Better in the Pictures

By John Reed

I was in K-Mart one day about a month ago shopping with my family.  We happened by the toy aisle and my two boys immediately began chorusing that they wanted to spend their allowance money.  Mom and I assented and they were soon poring over racks of action figures.

While they were looking, I studied the cards these little men came in and noticed that some of them were very unusual.  GI Joe’s are now a small vestige of what they once were.  I wonder how many remember the much larger ones that used to be sold years ago.  Those were real army men with a hundred movable joints...I digress.

I also noticed the pictures on the cards were usually more interesting than the doll itself.  The drawing's face had character: clenched teeth, furrowed brows.  The doll itself was nothing but painted plastic!

This reminded me of something I read one time about first time observers who had seen exquisite color photographs.  When they finally looked through an actual telescope at the genuine article the comment was usually "Huh."

My own experience bears this out to some extent.  If I show them the moon they are astonished and can't believe that they can actually see craters.  Saturn is also a show stopper.  I have even had one 10 year old boy claim that the planet was some kind of fake, that you really couldn't see it like that.  Nevertheless, if I show them a deep sky object they usually tell me that nothing is in the eyepiece.  I look and there's the Dumbbell centered in the field.

If I take out a book with color time exposures made by the largest telescopes in the world and show them to the neophyte, they reply "Wow!  Lets see that in the telescope".  Now they don't mean that object, but that exact view, vibrant colors and all.

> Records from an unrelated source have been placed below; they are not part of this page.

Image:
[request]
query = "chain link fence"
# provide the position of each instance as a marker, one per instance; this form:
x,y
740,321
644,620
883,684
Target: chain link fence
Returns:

What is the solution?  I would say never show someone deep sky first, make it a planet or the moon.  As much as I hate to say it; beginners just can't appreciate what they are seeing.  It takes years to learn to really see deep sky.  If they are shown a more spectacular view first they will remember it and, perhaps, move beyond the armchair with its colorful pictures to a more serious pursuit of amateur astronomy.  If not at least they will be left with a favorable impression of what amateur astronomy is all about.  Just ask my kids, the plastic action figure really is more fun than the picture!